L.S.: Kesinlikle! Sosyal medya bilgi ve eğitim açısından tam bir derya deniz. Aynı zamanda dünyanın her bir yanından müzisyenle hatta hayranı olduğunuz müzisyenlerle dahi bir tık ile iletişim kurup müziğinizi, yeteneğinizi paylaşabiliyorsunuz. Bence bu üretken zihinlere yeteneklerini dünyaya duyurabilmek adına çok büyük bir kolaylık ve imkan eğer verimli kullanılırsa.

– Tekrar yarışmaya dönersek… Yurt dışında HLAG ile başlayan bir başarı hikayesi var mı? Sizce Türkiye’de HLAG genç bir müzisyenin kendi başarı hikayesini yazmaya başlamasında rol oynayabilecek mi?

L.S.: Elbette… Hatta buna en büyük örnek HLAG şampiyonu olan Faith Benson! Şuan bireysel olarak kendine çok güzel bir stil ve kariyer çizmiş bulunmakta. @faithndrums instagram hesabından videolarını inceleyebilirsiniz.

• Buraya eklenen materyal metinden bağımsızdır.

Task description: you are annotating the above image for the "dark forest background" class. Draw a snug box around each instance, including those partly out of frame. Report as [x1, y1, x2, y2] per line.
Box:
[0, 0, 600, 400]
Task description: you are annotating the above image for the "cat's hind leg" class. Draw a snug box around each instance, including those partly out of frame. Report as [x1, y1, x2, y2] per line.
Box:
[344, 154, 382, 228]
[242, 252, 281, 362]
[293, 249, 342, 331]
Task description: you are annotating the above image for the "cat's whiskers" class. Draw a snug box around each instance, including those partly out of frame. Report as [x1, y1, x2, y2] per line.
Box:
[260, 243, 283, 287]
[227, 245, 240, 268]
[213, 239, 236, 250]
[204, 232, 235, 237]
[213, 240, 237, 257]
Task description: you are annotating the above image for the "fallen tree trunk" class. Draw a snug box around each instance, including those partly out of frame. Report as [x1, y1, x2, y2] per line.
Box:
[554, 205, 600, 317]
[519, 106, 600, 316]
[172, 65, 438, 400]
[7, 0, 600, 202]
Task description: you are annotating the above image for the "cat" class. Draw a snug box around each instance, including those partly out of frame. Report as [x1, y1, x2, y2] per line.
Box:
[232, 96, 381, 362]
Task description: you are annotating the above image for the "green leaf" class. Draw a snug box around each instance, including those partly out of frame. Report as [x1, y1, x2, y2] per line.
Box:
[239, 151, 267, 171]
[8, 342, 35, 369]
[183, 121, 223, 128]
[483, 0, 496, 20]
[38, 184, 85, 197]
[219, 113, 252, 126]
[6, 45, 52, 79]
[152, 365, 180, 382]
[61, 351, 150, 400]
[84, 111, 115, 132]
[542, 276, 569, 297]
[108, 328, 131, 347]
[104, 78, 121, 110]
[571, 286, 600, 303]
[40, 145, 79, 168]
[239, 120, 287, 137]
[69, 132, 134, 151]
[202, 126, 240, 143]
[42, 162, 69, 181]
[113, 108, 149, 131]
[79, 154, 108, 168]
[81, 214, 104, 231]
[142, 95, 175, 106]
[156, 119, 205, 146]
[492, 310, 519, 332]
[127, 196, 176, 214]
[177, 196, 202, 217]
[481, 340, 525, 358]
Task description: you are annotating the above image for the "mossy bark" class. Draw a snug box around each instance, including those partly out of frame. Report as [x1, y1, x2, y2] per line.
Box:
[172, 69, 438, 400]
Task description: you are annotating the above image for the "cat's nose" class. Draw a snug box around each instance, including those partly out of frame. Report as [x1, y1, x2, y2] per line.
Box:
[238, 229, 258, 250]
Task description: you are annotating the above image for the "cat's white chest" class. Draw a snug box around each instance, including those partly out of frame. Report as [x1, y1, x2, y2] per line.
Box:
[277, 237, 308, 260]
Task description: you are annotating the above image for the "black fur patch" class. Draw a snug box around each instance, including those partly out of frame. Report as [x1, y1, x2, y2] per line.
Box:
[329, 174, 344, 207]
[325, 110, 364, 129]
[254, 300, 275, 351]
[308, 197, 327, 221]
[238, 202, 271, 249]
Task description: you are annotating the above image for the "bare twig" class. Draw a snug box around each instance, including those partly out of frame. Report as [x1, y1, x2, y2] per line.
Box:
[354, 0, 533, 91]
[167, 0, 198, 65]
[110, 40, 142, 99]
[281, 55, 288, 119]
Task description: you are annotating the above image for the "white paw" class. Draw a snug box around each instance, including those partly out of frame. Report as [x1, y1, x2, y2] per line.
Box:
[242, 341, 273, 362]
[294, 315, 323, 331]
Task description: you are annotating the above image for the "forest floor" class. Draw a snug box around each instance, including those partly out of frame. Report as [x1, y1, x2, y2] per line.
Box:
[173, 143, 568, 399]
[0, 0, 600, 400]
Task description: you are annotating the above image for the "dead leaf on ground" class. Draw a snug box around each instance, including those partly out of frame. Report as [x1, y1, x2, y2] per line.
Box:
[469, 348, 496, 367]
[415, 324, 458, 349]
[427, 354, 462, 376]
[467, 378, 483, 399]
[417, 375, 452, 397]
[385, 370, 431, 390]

– Bu yılın ardından yarışmanın devamlılık kazanması hususunda bir çalışmanız var mı?

L.S.: Hayalim hem yarışma hem topluluğumuzu her yıl daha fazla geliştirerek sürdürmek. Şimdi bile ilk yıl olmasına rağmen bu denli yoğun ilgi varsa üç yıl sonrasındaki katılımcı sayısını ve bizlerden ilham alıp davul öğrenmek isteyen arkadaşlarımızla ailemizin genişlemesini hayal edemiyorum! Mükemmel bir şey olacak!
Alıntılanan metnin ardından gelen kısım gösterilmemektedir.